As Michael followed the other two men out, he suddenly ran into the back of Hiram, who seemed to be transfixed on something. "Doc! Now ain't the time to sightsee!!" He physically moved the CMO forward, only to spin away when one of the drones reached for him. On reflex, as he spun, he drew his disruptor pistol and fired on the advancing drone. Had it been a real drone, it would have sparked and fallen back, dead. As it was a hologram, its image was shorted out, causing it to vanish back into the ether. "Definitely time to go, gentlemen!!"

"Agreed," Hiram responded, his tone was undiminished, but his expression had set somewhat, completely and utterly focused. Another drone attempted to advance toward them and Hiram slammed his heel into the thing's knee, driving his elbow into its shoulders and sweeping it off its feet in an expert maneuver. "Up there," he hooked onto the door that they'd originally entered through. "What about the bio-signs?" he directed to Gregnol. "We'll have to find some way to loop around."

The tricorder was in his hands and he could only see a faint life signed in the distance. "It is far away." The man called as two drones grabbed him and slammed him into the alcove winding him. The safeties might be off but it did not stop the big man from getting winded enough that he needed a moment to focus on what was happening around him.

Hiram rammed his elbow into one of the thing's faces, and hit it back hard with a heel kick straight at the thing's chest, sending it flying across the room in a shocking display of strength from the diminutive doctor.
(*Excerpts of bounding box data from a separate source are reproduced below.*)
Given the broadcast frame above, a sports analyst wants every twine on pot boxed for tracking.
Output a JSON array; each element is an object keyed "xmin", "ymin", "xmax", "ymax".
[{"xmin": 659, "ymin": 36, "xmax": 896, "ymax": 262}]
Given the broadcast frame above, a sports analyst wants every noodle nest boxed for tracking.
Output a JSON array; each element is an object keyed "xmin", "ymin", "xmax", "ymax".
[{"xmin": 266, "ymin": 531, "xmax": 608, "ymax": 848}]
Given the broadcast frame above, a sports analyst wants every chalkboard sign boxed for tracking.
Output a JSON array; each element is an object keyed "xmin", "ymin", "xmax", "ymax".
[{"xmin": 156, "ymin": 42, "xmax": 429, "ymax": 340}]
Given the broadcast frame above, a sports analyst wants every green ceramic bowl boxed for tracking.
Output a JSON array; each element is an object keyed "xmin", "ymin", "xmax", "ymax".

It gave Michael the opportunity to shoot the other one with his disruptor, disengaging it from the captain. "Come on," his gaze moved rhythmically between them both.

As the drones moved in on the group, the holograms first faded then the scenery disappeared leaving the familiar starting point of a holodeck. "Who stopped the holodeck finally?" Gregnol demanded relieved that the drones were gone. He quickly looked around the compartment to check that it was just the three of them but it was.

"It wasn't us," Hiram shrugged a little with his right shoulder. "Was it?"

Gregnol bent over breathing deeply as he tried to get the adrenaline to stop moving around his body to allow his heart to stop trying to escape his chest. "No, it was not." Gregnol was sure of that but it left so many questions of who did.

"You're all right," Hiram put a hand on Gregnol's shoulder, steadying him. "Try to breathe in through your nose, out through your mouth. We can even practice counting, if you want. You can call me Dr. Acula." His eyebrows bounced. Meanwhile, Hiram looked to Michael. "Let's try and work on a way around," he murmured, hefting his tricorder. Hiram's oath wouldn't allow him to abandon a potentially injured patient, even if it did involve risk.

“I am fine. Just Borg stuff of nightmares on top of guilt topped with sadness.” Gregnol said standing up straight with a cough as he regained composure. It was not like him at all but maybe just maybe the last few months were starting to get to him.

Micheal reholstered his disruptors, but, stayed at the ready. He was just about done with these holograms. "Let's get to the bottom of this," he growled.